= Françoise Forges =

Belgian and French economist and game theorist

Françoise Forges (born 3 July 1958) is a Belgian and French economist known for her work in game theory. She is professor of economics at Paris Dauphine University.

==Education and career==
Forges was born on 3 July 1958 in Brussels, but is a French citizen. She studied mathematics at the Université catholique de Louvain, earning a licenciate in 1980 and completing her doctorate there in 1984, advised by Jean-François Mertens.

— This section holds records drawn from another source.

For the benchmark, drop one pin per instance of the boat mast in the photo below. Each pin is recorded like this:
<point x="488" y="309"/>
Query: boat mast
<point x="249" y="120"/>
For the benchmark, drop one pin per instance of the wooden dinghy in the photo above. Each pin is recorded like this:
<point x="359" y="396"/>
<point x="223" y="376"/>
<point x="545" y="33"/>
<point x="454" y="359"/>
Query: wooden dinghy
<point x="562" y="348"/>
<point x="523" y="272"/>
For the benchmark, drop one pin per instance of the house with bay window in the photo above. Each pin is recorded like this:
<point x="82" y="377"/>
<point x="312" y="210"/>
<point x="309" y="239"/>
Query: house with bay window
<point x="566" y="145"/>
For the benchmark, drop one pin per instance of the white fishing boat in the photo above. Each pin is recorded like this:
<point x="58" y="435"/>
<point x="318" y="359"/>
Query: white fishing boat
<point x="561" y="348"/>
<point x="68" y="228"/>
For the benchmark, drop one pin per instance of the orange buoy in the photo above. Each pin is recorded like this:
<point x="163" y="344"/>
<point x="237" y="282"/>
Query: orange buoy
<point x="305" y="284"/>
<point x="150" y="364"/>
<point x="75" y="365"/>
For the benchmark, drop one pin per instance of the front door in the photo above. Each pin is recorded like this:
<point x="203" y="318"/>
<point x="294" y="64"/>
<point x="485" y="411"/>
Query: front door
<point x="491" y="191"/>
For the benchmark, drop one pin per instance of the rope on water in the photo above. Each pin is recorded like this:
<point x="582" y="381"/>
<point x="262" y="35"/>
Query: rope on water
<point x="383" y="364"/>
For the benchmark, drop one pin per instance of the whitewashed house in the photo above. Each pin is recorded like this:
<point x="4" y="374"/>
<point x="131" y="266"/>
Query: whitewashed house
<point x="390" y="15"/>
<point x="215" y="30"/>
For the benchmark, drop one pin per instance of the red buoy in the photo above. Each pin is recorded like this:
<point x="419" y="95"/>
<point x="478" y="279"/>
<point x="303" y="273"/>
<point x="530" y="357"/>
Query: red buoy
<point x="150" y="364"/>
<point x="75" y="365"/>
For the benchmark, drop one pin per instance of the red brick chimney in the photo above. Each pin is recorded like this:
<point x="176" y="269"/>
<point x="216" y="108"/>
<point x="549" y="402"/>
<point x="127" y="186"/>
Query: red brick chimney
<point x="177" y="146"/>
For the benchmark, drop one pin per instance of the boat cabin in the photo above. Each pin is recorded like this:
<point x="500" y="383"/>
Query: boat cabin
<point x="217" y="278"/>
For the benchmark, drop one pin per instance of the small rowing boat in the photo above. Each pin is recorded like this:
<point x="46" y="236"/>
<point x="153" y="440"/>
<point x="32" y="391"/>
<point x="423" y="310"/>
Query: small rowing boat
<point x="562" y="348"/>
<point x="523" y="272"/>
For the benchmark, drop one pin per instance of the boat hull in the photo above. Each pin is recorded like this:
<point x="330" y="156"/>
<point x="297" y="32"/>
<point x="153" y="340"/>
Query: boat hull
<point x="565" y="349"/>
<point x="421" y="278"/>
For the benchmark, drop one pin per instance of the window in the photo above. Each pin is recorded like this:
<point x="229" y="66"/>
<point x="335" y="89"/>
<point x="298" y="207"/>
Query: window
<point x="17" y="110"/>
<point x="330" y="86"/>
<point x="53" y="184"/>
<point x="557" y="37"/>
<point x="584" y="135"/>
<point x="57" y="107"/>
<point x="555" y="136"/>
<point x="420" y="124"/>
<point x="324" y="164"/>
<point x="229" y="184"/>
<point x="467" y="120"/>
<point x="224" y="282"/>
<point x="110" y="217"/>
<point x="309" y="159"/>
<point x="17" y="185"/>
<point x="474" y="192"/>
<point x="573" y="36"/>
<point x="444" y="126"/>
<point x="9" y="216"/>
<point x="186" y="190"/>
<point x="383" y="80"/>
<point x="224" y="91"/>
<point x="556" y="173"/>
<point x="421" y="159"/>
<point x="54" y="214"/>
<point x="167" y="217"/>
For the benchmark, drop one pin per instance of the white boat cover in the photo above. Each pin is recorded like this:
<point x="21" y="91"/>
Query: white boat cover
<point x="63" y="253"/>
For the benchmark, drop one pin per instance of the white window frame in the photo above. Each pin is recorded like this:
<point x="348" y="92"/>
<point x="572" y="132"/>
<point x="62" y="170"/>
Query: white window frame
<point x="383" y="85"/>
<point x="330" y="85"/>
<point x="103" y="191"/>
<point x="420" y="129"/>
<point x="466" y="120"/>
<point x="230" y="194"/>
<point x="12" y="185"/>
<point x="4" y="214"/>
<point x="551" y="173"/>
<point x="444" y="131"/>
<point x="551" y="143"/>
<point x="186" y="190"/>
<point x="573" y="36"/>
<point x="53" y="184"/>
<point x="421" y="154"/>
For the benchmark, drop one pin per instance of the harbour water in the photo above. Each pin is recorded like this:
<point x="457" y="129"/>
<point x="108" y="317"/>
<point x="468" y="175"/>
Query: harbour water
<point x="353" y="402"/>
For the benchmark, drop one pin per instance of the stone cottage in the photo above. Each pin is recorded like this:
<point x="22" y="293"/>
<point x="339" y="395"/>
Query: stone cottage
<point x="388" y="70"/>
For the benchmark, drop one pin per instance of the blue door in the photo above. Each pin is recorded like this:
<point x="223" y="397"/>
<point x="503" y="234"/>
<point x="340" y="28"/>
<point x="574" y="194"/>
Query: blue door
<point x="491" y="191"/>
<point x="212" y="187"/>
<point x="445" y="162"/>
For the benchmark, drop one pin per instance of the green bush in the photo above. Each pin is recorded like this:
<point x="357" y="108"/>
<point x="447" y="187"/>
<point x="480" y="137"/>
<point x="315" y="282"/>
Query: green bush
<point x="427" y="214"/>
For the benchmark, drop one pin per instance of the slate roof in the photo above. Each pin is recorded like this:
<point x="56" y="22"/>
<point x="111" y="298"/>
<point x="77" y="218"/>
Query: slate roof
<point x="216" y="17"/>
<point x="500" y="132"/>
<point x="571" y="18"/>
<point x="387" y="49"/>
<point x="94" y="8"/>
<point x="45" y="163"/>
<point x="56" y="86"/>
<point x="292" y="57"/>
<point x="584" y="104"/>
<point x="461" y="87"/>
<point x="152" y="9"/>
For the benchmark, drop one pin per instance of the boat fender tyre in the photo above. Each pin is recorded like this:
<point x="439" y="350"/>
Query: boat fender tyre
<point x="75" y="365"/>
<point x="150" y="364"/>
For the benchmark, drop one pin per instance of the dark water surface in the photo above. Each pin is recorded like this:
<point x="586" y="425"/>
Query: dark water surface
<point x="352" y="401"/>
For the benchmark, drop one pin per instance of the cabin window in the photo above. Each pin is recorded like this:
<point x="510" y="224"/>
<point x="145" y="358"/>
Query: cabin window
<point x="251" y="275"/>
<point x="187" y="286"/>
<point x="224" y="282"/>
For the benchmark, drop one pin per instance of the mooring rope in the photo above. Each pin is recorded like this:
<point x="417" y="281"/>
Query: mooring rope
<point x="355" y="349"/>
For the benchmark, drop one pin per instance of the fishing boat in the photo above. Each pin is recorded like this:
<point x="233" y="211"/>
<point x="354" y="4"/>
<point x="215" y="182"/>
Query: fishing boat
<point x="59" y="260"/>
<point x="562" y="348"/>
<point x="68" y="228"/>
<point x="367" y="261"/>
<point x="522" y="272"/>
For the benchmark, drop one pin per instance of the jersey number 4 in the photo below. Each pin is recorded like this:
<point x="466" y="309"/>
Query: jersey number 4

She earned a habilitation at Paris 1 Panthéon-Sorbonne University in 1992.

She became a researcher for the Belgian National Fund for Scientific Research (FNRS) from 1981 until 1985. After postdoctoral research for the Mathematical Sciences Research Institute in Berkeley, California from 1985 to 1986, she returned to research at the FNRS and the Université catholique de Louvain until 1994, when she became a professor of economics at Cergy-Pontoise University in France. In 2003 she moved to her position as a professor at Paris Dauphine University, where she was named as an "exceptional class" professor in 2006 and "second echelon" in 2009.

==Recognition==
Forges was named a junior member of the Institut Universitaire de France for 1997–2002, and a full member for 2011–2016. She has been a Fellow of the Econometric Society since 1997, and in 2020 was named as an international member of the American Academy of Arts and Sciences.

In 2009 she won the CNRS Silver Medal.